Daniel Radcliffe and Carol Kane in “Unbreakable Kimmy Schmidt: Kimmy vs. The Reverend”

Courtesy of Netflix

Each choice pops up as an option on the bottom of the screen and a narrowing purple line indicates how much time you have to choose. While you consider which path to take the characters might make goofy faces at each other, or they could toss a variety of casual witticisms into the fray. The former has a way of disrupting the show’s rapid comedic rhythms (especially as the choices stack up), while the latter is more in line with Fey and Carlock’s improv sensibilities (even if they aren’t appropriate for every scene). After you make a choice, “Kimmy” seamlessly pivots to the new path between cuts and you’re off!

“Kimmy vs. The Reverend” isn’t afraid to stop and start over, using doomsday scenes and direct-to-camera speeches to inform the viewer they made a bad choice and ask them to try again. For instance, when Kimmy and Titus (Tituss Burgess, who makes a meal out of many great gags) head out of state in search of another bunker filled with kidnapped women, you have to choose whether they wait 4,000 minutes for an Uber to pick them up from the airport or walk the 12 miles into town. The “right” choice is obvious, but if you make them wait, in spite of Kimmy’s pleas and Titus’ complaints, the scene cuts to their driver pulling up two months later next to two decomposing skeletons. Then you’re sent back to make the “right” choice, but in this instance if you choose to make them wait again, you’ll get a different scene set years in the future where a robot army discovers Kimmy and Titus’ bones as they wipe out the rest of humanity.


Tituss Burgess in “Unbreakable Kimmy Schmidt: Kimmy vs. The Reverend”

Courtesy of Netflix

Other dead-ends simply see a random character walk into frame and explain why you have to go back, but no matter the explanation “Kimmy vs. The Reverend” quickly encourages bad choices. Not only do you get to see more of what Fey and Carlock created, but you get to see slight yet appreciated variations on scenes. Sometimes there are bonuses built into the cutbacks, like — after making the wrong choice as Kimmy talks to Reverend Richard Wayne Gary Wayne (an enthusiastic if slightly too rounded Jon Hamm) — when Hamm gives two different, both great impersonations of a stereotypical New Yorker. (Yes, it has to do with bagels.) Other gems come out of a series of wrong choices, most notably during the special’s climactic moment between Kimmy and the Reverend. (If you do your worst to Ol’ Wayne you’ll get more Hamm.)
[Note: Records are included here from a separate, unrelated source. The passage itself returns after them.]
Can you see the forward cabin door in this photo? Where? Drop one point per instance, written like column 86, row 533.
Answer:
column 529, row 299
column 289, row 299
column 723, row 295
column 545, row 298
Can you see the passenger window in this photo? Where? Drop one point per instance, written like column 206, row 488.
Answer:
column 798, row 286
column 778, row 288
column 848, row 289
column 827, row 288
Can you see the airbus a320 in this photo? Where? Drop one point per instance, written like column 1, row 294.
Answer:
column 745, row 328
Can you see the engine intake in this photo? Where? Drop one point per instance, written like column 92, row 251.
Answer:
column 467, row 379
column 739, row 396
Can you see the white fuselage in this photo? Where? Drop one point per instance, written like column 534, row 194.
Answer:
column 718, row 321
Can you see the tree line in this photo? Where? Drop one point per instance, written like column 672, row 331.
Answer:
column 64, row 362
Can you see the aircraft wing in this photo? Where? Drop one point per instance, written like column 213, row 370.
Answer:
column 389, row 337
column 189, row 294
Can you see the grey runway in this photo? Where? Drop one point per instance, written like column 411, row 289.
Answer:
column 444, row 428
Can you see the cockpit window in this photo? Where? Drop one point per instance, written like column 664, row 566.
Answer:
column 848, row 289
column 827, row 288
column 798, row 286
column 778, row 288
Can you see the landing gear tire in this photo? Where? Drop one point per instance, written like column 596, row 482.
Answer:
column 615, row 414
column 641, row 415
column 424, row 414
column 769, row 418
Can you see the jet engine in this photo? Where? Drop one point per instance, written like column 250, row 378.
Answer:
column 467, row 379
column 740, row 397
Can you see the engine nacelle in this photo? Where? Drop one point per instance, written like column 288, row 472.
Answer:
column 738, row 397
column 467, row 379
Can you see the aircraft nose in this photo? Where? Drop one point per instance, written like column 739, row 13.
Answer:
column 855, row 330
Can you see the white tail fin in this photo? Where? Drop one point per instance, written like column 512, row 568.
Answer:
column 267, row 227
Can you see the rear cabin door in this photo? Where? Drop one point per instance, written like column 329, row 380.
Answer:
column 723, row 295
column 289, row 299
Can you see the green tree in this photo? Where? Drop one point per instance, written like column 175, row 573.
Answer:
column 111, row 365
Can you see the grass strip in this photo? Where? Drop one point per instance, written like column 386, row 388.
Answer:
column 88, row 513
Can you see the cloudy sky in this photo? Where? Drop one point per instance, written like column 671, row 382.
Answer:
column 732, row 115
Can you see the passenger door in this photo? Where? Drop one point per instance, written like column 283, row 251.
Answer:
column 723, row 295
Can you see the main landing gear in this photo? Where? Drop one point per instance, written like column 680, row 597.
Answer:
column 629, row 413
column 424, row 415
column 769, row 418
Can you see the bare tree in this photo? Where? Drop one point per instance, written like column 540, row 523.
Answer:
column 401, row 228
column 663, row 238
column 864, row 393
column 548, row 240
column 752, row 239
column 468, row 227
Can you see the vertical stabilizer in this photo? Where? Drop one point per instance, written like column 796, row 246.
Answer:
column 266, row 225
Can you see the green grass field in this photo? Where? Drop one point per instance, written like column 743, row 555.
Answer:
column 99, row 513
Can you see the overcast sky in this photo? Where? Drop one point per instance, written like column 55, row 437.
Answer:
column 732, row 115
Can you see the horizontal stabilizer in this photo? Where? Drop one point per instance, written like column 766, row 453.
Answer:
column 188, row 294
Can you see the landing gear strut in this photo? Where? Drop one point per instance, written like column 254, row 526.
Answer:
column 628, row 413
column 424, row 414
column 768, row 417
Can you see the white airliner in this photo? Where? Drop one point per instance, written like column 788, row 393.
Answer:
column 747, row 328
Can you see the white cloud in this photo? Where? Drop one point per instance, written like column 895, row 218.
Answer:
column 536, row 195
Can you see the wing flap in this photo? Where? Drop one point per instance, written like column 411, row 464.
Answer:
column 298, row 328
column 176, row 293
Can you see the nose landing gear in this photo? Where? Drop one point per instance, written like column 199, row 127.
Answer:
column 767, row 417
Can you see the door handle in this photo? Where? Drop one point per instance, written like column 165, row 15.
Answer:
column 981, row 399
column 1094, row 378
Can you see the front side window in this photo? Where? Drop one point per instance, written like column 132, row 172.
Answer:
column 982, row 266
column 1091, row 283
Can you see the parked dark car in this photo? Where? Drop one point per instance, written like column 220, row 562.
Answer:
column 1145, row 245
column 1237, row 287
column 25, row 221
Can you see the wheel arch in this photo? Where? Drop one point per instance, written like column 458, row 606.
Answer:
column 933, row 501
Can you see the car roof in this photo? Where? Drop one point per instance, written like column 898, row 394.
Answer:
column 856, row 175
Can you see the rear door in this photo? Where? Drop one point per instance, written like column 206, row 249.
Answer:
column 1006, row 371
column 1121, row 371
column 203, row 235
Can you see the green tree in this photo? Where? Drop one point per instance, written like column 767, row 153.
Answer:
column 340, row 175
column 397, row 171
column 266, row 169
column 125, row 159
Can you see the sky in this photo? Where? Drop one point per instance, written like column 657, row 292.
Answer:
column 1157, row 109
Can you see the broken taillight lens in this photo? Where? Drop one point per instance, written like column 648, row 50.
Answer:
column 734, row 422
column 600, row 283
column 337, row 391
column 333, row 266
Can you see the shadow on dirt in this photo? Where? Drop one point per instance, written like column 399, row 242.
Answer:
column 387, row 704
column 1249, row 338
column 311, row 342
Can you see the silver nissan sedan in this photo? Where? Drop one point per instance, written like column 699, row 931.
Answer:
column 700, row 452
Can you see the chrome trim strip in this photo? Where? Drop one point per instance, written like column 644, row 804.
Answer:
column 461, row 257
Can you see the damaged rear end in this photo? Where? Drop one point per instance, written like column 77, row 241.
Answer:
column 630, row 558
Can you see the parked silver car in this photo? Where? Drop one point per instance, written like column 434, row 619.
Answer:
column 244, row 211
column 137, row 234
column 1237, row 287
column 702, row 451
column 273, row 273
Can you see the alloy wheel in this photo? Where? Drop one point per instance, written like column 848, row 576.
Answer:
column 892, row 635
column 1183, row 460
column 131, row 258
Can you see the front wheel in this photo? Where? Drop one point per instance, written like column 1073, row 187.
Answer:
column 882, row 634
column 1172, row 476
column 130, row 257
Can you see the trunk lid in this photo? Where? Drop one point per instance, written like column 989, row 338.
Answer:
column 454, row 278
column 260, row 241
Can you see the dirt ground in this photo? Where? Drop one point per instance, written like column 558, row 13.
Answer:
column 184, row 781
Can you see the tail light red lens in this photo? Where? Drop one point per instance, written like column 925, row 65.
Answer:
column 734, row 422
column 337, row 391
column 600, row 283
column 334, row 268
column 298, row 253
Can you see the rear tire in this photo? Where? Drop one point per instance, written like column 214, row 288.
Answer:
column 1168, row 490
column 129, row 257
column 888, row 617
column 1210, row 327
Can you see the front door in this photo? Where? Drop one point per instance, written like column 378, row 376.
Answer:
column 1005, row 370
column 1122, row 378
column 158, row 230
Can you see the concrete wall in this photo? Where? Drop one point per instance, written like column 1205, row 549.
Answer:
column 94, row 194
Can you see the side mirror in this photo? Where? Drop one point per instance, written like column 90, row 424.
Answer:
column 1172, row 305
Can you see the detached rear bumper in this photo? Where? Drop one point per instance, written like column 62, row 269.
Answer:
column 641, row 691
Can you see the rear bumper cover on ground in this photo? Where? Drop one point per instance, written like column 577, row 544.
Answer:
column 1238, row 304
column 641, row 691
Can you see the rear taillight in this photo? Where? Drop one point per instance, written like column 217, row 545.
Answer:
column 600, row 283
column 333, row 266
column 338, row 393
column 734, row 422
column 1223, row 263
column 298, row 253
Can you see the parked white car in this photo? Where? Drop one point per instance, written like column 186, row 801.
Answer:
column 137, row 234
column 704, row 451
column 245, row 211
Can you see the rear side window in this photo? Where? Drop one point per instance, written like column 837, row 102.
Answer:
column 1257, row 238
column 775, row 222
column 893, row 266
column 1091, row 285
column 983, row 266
To complain that parts of this special don’t make sense might seem beside the point — nothing about a special where you, the real person at home, gets to tell a fictional character what to do, carries any real logic — but when timelines don’t match up or potentially powerful moments are quickly disposed of, it undermines any substantial impact the special might otherwise carry. “Kimmy vs. The Reverend” isn’t “Unbreakable Kimmy Schmit: The Movie.” It’s too light, too silly, and too unconcerned with characters you once cared about to be taken as the actual ending to a vaunted series. But it’s not trying to be a movie, and it’s not trying to replace the ending Fey and Carlock already provided or reexamine Kimmy’s tragic past; it’s just offering a good time in a way few other TV shows can, matching its madcap creative spirit to a format that allows every joke to have a home.

Grade: B-

“Unbreakable Kimmy Schmidt: Kimmy vs. The Reverend” is now streaming on Netflix.